À cette dérive s’en ajoute une autre : la logique de pureté idéologique. Elle tend à exclure toute position jugée insuffisamment alignée et s’attaque à toute parole qui ne se conforme pas aux codes d’un camp. L’appel de BDS au boycott du mouvement israélien arabo-juif Standing Together en est un exemple saisissant : comment une organisation progressiste, qui condamne le gouvernement israélien actuel et défend sans réserve les Palestiniens, peut-elle être ainsi une cible ? En rejetant même ceux qui œuvrent pour la paix, BDS illustre jusqu’où va cette logique campiste : une campagne de sape qui vise toute position non conforme et cherche à s’ériger en gardienne de la « vraie » lutte. Dans les faits, cette posture revient souvent à refuser toute coopération avec des Israéliens simplement parce qu’ils sont Israéliens, même lorsqu’ils se battent contre l’oppression. Est-ce cela, une ligne progressiste ?
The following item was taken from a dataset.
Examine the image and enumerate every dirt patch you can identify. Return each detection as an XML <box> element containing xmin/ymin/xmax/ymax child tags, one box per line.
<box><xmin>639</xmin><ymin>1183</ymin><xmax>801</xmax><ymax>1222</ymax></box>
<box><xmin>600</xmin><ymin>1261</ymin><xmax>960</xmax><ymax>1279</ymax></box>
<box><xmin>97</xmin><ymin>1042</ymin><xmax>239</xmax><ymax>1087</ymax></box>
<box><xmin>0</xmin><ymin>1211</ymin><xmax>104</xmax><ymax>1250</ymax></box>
Des fronts larges, mais fermés
Le conflit israélo-palestinien devient ainsi un instrument politique. Les tensions qu’il suscite parlent moins de Gaza que d’ici : elles révèlent des calculs partisans et des rapports de force bien d’ici. On ne se contente pas d’évoquer Gaza : on s’en sert. Chaque camp instrumentalise la cause pour élargir son « front large ». Ce sont donc des fronts larges, mais fermés : fermés aux Israéliens, même pacifistes, mais aussi aux Juifs d’ici, suspectés collectivement de solidarité avec « Israël » (amalgame fait entre la politique du gouvernement Netanyahu, les citoyens israéliens – dont une part non négligeable s’y oppose – et le projet sioniste, pourtant polysémique et irréductible aux seuls dirigeants en place). L’inclusion n’est possible qu’au prix d’une répudiation publique, d’un reniement de toute appartenance réelle ou supposée à l’État israélien. Voilà le test de loyauté imposé. Un test qui, au fond, n’a rien à voir avec Gaza ni même avec les Palestiniens. Il ne relève pas de la solidarité, mais du rejet : une hostilité systématique envers tout Israélien, et parfois, plus sournoisement, d’un antisémitisme qui se camoufle derrière l’antisionisme.
Refuser le faux choix, ce n’est pas simplement rejeter l’injonction de prendre parti. C’est affirmer qu’il existe d’autres voies possibles. Cela suppose de rejeter la logique des fronts larges, souvent trop larges. Reste alors la tâche ingrate, mais nécessaire, de reconstruire des espaces politiques capables d’assumer la complexité. En définitive, l’alternative ne consiste pas à choisir un camp, mais à résister aux pressions de la polarisation, à échapper à l’emprise des extrêmes, et à retrouver ses vraies valeurs.